Sebut misalnya V.S Naipaul dalam Sebuah Rumah Untuk Tuan Biswas, Naguib Mahfus dengan
Harafisy, Kantapura karya Raja Rao dari India, dan mungkin karya-karya Jumpha Lahiri yang
belakangan diterjemahkan ke dalam bahasa Indonesia. Tentunya ini sebuah kemajuan. Novelnovel raksasa yang memiliki kekuatan berbicara dan bersuara tentang posisi poskolonialitas yang
demikian kompleks. Pendeknya narasi-narasi ini ingin menyampaikan perlawanan kepada politik
sastra kolonial. Pertanyaannya, sudah adakah penulis Indonesia yang mulai memakai pendekatan
poskolonial dalam karyanya? Menurut Katrin Bandel dalam Sastra, Perempuan, Seks (2006)
bahwa dalam novel cantik itu luka karya Eka Kurniawan terdapat unsur-unsur poskolonialitas.
Novel ini, katanya, menggunakan perspektif baru tentang sejarah dan tentang realisme.
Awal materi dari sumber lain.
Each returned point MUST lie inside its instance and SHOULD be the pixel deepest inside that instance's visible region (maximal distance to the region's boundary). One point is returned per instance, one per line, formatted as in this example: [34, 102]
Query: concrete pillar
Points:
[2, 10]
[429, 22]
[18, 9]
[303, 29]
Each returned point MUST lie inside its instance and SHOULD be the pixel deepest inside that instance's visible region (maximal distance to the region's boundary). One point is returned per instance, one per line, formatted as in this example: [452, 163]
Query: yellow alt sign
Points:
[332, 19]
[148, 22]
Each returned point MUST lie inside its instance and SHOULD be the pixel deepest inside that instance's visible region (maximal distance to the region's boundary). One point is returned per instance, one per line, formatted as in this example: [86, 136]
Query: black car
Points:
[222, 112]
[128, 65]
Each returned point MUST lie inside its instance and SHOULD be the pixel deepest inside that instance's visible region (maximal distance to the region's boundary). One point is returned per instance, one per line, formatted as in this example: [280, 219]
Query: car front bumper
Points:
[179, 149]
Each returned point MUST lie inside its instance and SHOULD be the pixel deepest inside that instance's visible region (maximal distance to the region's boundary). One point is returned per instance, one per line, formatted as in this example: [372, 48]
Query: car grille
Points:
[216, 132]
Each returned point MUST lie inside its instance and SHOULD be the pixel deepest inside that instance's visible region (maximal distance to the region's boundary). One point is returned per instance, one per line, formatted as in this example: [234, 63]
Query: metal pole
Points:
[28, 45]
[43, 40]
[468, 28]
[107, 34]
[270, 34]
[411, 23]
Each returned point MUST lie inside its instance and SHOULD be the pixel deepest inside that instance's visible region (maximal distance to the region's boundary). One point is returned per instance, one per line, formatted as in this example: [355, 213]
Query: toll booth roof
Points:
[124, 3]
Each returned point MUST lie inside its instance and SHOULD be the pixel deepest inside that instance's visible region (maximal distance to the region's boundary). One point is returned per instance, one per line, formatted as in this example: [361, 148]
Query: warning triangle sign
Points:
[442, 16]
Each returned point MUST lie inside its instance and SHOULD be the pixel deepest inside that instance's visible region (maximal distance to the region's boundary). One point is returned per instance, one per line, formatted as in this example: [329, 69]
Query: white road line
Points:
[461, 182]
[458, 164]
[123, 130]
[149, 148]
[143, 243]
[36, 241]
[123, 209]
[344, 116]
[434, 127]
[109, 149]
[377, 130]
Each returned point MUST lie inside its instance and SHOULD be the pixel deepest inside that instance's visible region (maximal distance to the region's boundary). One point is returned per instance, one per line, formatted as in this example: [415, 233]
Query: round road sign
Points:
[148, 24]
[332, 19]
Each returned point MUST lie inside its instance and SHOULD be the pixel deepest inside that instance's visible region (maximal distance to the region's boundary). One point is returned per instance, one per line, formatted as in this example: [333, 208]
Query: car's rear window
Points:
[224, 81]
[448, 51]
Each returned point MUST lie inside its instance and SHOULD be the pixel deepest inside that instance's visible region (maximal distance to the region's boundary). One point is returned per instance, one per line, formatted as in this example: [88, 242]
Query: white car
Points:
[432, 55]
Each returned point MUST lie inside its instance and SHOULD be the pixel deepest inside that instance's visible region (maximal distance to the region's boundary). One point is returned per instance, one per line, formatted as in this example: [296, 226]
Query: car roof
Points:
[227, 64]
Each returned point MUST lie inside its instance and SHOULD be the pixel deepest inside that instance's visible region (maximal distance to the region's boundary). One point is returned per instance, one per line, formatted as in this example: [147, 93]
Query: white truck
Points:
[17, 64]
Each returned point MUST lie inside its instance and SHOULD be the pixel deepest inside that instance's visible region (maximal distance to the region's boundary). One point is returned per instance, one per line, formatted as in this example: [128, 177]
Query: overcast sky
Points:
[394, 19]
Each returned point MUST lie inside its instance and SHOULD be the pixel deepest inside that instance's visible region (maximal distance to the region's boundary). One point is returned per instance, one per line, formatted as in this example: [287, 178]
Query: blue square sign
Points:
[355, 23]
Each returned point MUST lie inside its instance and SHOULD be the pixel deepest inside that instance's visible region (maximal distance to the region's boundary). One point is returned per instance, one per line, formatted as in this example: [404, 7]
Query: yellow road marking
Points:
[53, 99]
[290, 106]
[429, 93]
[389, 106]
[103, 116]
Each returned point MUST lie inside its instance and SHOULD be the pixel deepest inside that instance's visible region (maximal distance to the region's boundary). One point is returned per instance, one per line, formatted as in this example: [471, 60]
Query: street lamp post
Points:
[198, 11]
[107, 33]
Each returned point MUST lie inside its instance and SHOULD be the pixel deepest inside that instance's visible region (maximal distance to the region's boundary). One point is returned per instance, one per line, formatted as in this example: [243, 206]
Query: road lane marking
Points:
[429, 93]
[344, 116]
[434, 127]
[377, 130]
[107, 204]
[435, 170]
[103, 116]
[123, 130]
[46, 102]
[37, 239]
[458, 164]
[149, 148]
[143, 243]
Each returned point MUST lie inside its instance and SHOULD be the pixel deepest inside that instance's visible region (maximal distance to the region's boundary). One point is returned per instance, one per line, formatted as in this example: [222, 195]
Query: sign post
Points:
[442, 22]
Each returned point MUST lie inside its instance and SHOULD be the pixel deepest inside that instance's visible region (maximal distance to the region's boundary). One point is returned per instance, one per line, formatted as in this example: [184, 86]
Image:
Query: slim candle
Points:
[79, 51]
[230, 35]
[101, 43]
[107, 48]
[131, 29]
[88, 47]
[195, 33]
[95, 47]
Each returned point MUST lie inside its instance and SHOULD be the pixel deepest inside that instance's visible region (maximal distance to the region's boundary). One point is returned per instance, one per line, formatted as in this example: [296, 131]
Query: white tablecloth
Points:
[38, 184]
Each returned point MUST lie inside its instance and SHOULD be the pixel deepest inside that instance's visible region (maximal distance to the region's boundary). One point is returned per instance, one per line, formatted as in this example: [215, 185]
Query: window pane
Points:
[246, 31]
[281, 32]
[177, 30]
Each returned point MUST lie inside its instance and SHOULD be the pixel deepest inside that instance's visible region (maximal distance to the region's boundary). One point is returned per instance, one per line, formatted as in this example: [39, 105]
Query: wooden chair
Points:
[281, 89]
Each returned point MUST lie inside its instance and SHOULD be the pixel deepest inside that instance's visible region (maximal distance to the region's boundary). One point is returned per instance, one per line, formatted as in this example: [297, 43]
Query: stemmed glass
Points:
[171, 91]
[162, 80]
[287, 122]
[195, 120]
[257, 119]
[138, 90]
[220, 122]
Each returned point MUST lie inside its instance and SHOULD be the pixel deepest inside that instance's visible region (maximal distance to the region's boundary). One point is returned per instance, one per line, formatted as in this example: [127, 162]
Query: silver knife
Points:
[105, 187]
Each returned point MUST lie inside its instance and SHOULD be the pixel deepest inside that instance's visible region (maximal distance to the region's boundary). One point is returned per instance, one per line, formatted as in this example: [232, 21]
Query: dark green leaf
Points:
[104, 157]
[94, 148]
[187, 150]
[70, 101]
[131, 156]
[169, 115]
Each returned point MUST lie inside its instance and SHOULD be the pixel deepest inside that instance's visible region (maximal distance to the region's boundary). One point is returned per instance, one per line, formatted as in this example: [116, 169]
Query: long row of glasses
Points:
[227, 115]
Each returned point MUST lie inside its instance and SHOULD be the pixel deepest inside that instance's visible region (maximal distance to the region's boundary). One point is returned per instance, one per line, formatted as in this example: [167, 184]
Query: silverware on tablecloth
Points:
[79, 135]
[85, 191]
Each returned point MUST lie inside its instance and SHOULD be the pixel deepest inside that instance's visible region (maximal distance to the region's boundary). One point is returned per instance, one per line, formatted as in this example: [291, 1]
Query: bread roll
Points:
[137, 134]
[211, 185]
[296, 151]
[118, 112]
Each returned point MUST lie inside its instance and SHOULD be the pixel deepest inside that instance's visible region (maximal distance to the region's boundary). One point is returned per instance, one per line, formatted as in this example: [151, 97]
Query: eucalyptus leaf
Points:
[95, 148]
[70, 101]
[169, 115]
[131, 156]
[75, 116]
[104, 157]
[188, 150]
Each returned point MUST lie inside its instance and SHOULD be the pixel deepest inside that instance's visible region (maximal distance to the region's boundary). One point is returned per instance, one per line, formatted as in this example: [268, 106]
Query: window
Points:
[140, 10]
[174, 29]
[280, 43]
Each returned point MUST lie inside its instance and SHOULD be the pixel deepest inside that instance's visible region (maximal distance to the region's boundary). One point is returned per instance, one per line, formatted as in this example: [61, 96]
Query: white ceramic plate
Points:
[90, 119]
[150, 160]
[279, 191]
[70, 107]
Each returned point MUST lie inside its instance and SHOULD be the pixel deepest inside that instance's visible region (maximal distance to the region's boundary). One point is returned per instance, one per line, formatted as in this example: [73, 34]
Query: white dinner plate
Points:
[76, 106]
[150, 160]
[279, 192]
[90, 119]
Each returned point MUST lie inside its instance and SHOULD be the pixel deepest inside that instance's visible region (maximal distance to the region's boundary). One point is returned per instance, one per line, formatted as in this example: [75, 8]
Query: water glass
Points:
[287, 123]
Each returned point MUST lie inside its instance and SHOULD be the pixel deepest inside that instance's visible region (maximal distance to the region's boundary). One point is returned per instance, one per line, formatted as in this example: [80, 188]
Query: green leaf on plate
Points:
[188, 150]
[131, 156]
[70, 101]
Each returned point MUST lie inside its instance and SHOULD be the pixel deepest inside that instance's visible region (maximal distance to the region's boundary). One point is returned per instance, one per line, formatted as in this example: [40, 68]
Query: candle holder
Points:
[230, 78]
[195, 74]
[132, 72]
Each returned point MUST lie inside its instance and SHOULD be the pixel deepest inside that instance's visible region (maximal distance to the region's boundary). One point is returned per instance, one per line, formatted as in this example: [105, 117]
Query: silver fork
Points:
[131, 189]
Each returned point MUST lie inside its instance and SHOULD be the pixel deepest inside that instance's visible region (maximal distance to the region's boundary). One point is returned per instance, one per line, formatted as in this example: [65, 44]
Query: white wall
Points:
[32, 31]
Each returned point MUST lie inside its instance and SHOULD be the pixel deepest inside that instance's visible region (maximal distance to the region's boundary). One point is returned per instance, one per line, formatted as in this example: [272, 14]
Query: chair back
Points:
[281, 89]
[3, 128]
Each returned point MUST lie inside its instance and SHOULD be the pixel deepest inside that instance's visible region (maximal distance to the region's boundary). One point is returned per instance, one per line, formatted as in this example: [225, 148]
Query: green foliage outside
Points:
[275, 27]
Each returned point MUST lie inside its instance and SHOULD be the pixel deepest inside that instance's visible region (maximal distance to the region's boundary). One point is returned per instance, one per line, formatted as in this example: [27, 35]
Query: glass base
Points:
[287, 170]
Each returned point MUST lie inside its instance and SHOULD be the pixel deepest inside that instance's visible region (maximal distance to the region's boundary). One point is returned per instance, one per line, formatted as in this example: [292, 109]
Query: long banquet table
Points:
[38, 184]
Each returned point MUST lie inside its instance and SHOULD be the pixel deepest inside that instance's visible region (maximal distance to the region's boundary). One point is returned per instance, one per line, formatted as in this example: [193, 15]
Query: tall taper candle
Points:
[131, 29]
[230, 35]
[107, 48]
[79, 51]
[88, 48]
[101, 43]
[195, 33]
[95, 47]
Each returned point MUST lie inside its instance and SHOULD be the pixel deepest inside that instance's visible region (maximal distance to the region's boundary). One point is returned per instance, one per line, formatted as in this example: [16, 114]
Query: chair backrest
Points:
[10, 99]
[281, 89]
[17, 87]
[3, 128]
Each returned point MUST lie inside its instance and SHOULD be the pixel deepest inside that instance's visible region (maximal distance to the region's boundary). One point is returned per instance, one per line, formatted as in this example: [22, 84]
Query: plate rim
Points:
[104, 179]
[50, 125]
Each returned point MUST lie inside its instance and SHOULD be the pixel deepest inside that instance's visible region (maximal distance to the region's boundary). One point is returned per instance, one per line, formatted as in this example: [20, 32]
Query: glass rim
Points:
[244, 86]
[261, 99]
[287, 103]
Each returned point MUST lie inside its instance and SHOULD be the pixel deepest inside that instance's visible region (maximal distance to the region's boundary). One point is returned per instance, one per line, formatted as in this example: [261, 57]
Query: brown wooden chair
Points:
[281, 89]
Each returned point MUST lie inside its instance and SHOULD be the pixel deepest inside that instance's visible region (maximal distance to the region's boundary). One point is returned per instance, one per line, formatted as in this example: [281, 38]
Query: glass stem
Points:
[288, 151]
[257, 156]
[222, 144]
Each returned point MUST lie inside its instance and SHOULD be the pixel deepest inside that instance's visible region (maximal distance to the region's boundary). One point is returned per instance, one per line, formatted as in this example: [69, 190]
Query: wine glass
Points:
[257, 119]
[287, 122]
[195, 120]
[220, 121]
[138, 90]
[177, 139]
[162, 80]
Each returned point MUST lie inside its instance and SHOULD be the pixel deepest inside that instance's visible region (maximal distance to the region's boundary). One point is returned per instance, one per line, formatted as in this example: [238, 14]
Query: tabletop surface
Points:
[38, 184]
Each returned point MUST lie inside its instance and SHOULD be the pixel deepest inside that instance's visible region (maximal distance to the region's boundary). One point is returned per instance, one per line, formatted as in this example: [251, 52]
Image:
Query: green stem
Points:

Apa yag
kemudian disebut oleh Bandel (2006) sebagai ‘realisme magis’. Teks ‘realisme magis’ sudah
lama ditenggelamkan oleh kolonialisme dalam prakteknya menumpas kelompok-kelompok
tarekat dan azimat di seluruh Hindia Belanda. Mungkin ini yang coba diangkat oleh Eka
Kurniawan dalam Cantik itu luka. Bahwa sejarah tidak mesti linier dan positifis seperti dalam
ilmu sosial Eropa pada umumnya, ada ruang untuk yang magis dan real.
Yang lain mudah-mudahan menyusul dengan karya yang lebih kuat, lebih banyak dibaca dan
lebih membangun proses dekolonisasi nalar, dan melakukan pembebasan dari keterjajahan.
Sastra poskolonial sudah memperlihatkan dirinya dengan niat tulus untuk melaksanakan proyek
dekolonisasi dalam nalar teks-teks negeri pascakolonial. Poskolonialitas yang, kata Bhaba,
sebagai ‘ruang antara’ atau kondisi liminalitas menuju merdeka sepenuhnya. Diintrodusir dari
istilah psikologi untuk menunjukkan ruang antara alam sadar dan alam bawah sadar. Dalam
konsepsi sastra poskolonial, nalar kita berada dalam ‘ruang antara’, ruang liminalitas, antara pra
kemerdekaan menuju kemerdekaan sepenuhnya.
Kita berharap untuk segera merdeka sepenuhnya. Tidak melulu terjebak dalam kubangan
pascakolonial yang tak selesai-selesai. Harus ada dekolonisasi agar tidak terjangkit inferiority
complex seperti karya Andrea Hirata tetralogi Laskar Pelangi yang tidak pernah merasa bisa apaapa terkecuali dia masuk bergabung dalam kafilah modernitas yang selalu hanya ada di Eropa, di
desa Edensor atau di kampus Sorbonne, Paris. Andrea, mungkin, termakan, meminjam isilah
Said, teks-teks predatoris kolonialisme yang menanam penyakit inferiority complex jauh di
dalam ‘batok kepalanya’. Mungkin inilah yang ingin dilakukan oleh teoritisi
sastravissiposkolonial; membebaskan nalar inlander yang ada dalam batok kepala kita.